The City of Portland Office of Transportation just released a statement that includes results from the Census Bureau’s 2008 American Community Survey.
The annual survey found that Portland’s bike commute mode share has risen to 6.4%, that’s a jump from 4.2% in the 2007 survey — and the largest year-to-year increase in Portland’s history.
The 6.4% figure makes Portland the nation’s #1 big city for bike commuting.
In a press release about the survey, Portland Mayor Sam Adams — who has been in charge of PBOT since 2004 — said the survey numbers show that the City’s meager investment in bikeways is bearing fruit.
“Our small investment in bicycling infrastructure and education are paying off in a big way. Once again the data backs up our belief that when Portlanders are given a safe, convenient alternative to driving they will get out of their car and onto a bike.”
Here’s how the Census asks the commuting question:
How did this person usually get to work LAST WEEK? If this person usually used more than one method of transportation during the trip, mark (X) the box of the one used for most of the distance.

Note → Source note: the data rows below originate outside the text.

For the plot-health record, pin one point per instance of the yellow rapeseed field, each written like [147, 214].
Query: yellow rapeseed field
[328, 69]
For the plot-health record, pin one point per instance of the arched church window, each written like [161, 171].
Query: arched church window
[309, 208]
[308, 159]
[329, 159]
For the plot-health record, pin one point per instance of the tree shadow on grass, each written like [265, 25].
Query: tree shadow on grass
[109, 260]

Many advocates and insiders realize that the Census number is not a good indicator of overall bike usage. Jessica Roberts, a bicycle planner with Alta Planning and Design told us last year that “it’s important to remember that this survey is only concerned with trips to work, which account for a mere 1 out of 8 bicycle trips.” That being said, Roberts added that the Census numbers are very useful as a comparative tool because they have been taken for many years with consistent methodology.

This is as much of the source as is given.